Here's a bit more about the history of the Isle of Dogs
By isleofdogslife
One of the more
grisly aspects of the Isle of Dogs in the 18th and 19th Century was
when a set of gallows stood at the bottom of the Island. It
was a familiar sight to many arriving in London by the river to pass by the
rotting corpses of Pirates and other criminals at strategic points along the
Thames.
It was at nearby
Execution Dock in Wapping that many executions took place, however after
the event the corpse was often covered in pitch and tar and put into a Gibbet
and strung up. The Gibbet was built to keep the corpse in place even when
it decomposed therefore a body could be on display for years.
Gibbeting or
"Hanging in chains " as it was called was part of the justice
system that believed murderers and other serious offenders should not have
the benefit of a proper burial but their bodies should either
be used for dissection or be put on public display to act as a deterrent.
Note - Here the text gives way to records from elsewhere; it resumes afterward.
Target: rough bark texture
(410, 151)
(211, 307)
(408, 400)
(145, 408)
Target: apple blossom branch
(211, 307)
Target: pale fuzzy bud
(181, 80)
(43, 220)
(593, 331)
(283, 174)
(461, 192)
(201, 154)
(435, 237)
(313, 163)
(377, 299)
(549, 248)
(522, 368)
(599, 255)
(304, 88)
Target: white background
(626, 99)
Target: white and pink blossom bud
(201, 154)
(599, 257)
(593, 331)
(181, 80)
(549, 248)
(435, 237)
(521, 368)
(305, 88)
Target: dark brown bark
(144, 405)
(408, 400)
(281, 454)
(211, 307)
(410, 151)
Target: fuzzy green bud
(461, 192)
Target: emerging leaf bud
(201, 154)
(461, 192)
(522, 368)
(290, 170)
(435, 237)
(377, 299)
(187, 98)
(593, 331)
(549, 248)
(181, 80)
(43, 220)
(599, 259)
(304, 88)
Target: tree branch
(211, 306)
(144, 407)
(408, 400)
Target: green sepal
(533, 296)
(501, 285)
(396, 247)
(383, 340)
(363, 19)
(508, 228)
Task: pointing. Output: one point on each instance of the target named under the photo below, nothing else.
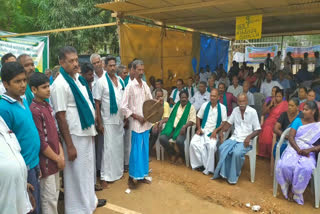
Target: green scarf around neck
(29, 95)
(84, 111)
(206, 114)
(183, 120)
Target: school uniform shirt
(43, 117)
(244, 127)
(19, 119)
(235, 91)
(266, 87)
(198, 99)
(62, 99)
(230, 99)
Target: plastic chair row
(191, 131)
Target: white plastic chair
(315, 182)
(252, 154)
(190, 132)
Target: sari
(294, 169)
(266, 134)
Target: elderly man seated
(181, 117)
(231, 152)
(203, 144)
(200, 96)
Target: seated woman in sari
(282, 124)
(268, 104)
(278, 105)
(294, 169)
(311, 96)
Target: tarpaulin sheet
(213, 52)
(173, 49)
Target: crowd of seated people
(285, 100)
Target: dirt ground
(178, 189)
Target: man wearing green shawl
(181, 117)
(174, 97)
(76, 120)
(27, 63)
(108, 94)
(203, 144)
(226, 98)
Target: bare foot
(173, 159)
(104, 184)
(179, 161)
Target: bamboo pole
(60, 30)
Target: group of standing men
(112, 106)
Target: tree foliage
(35, 15)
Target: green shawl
(183, 120)
(206, 114)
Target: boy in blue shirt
(17, 115)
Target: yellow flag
(248, 27)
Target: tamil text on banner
(259, 54)
(297, 52)
(248, 27)
(35, 46)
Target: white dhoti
(79, 195)
(112, 155)
(202, 152)
(127, 145)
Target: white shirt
(198, 99)
(132, 102)
(212, 117)
(243, 128)
(177, 96)
(96, 78)
(101, 93)
(250, 98)
(2, 89)
(14, 198)
(235, 91)
(165, 94)
(62, 99)
(266, 88)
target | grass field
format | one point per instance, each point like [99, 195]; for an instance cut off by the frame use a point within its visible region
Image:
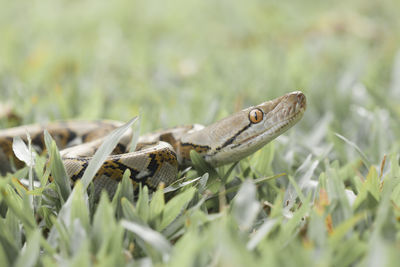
[326, 193]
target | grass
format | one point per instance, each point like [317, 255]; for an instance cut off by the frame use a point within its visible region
[326, 193]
Cuckolds Point in Rotherhithe, Blackwall Point opposite Blackwall and
the Isle of Dogs were popular sites for these public display of pirates,
selected for their clear view from the river to remind the many mariners
who passed by the perils of becoming a pirate.
The exact spot of
the gallows on the Isle of Dogs is not known but the 1746 Roque map
shows it clearly marked a short distance from the old Ferry House
opposite Greenwich
William Hogarth in
his Idle Apprentice series of drawings in 1747 offers a much clearer view
of the scene.
The Idle Apprentice
companions are pointing to the gallows as a warning what would happen to him if
he didn't change his ways. The drawing clearly show the windmills on the Isle
of Dogs at the time and the gallows next to the River.
A Reverend Mozely
in his " Reminiscences," remembered travelling past the Island
in 1820.
In 1820, and for many years after,
the only inhabitants of the Isle of Dogs that I ever saw were three murderers
hanging from a gibbet.
Although Samuel
Pepys had christened the Island as the unlucky Isle of Dogs in the 1660s, it
was in the 18th and 19th century that the south part of the Island began
to gain a reputation as a uninhabited windswept marsh with a
ghostly atmosphere. Obviously rotting corpses clanking in chains in the
river mists did little to challenge this preconception.
However some people
benefitted from this grisly spectacle, for many years the
Greenwich pensioners who lived at the Naval Hospital would set up their
telescopes at the top of Greenwich hill and charge people to look at the scene
across the river.
This pastime was
especially lucrative at the time of the Greenwich Fair when thousands of people
crowded in Greenwich to enjoy the revelries.
Charles Dickens
noticed the practice was still going on in 1839 when he visited the Fair.
The old pensioners, who, for the
moderate charge of a penny, exhibit the mast-house, the Thames and shipping,
the place where the men used to hang in chains, and other interesting sights.
Dickens said used
to hang, because a few years earlier in 1834 after new legislation the
gallows had been taken down and the practice stopped. Needless to say many of
the pensioners complained that one of their little sidelines had been curtailed
and some newspapers at the time took up their cause.
In 1858 a newspaper
reporter discussing Public Executions remembered the practice.
Some few semi-barbarities indeed
remained, of which the pillory has but recently disappeared ; that of hanging
in chains, designed as an indignity to the dead and a terror to the living,
was, we think, not extinct till about forty years ago. Old men amongst us will
well recollect the numerous gibbets on the Isle of Dogs, which with here and
there a bone bore witness to the commonness of the practice.
From the
1840s the river front on the Isle of Dogs was developed and ship builders
and factories were set up and all evidence of the Islands grisly past was
destroyed.
Well perhaps not all the
evidence for in recent years a skull and skeleton were found on the foreshore
near Burrell Wharf which would have not been too far away from the gallows.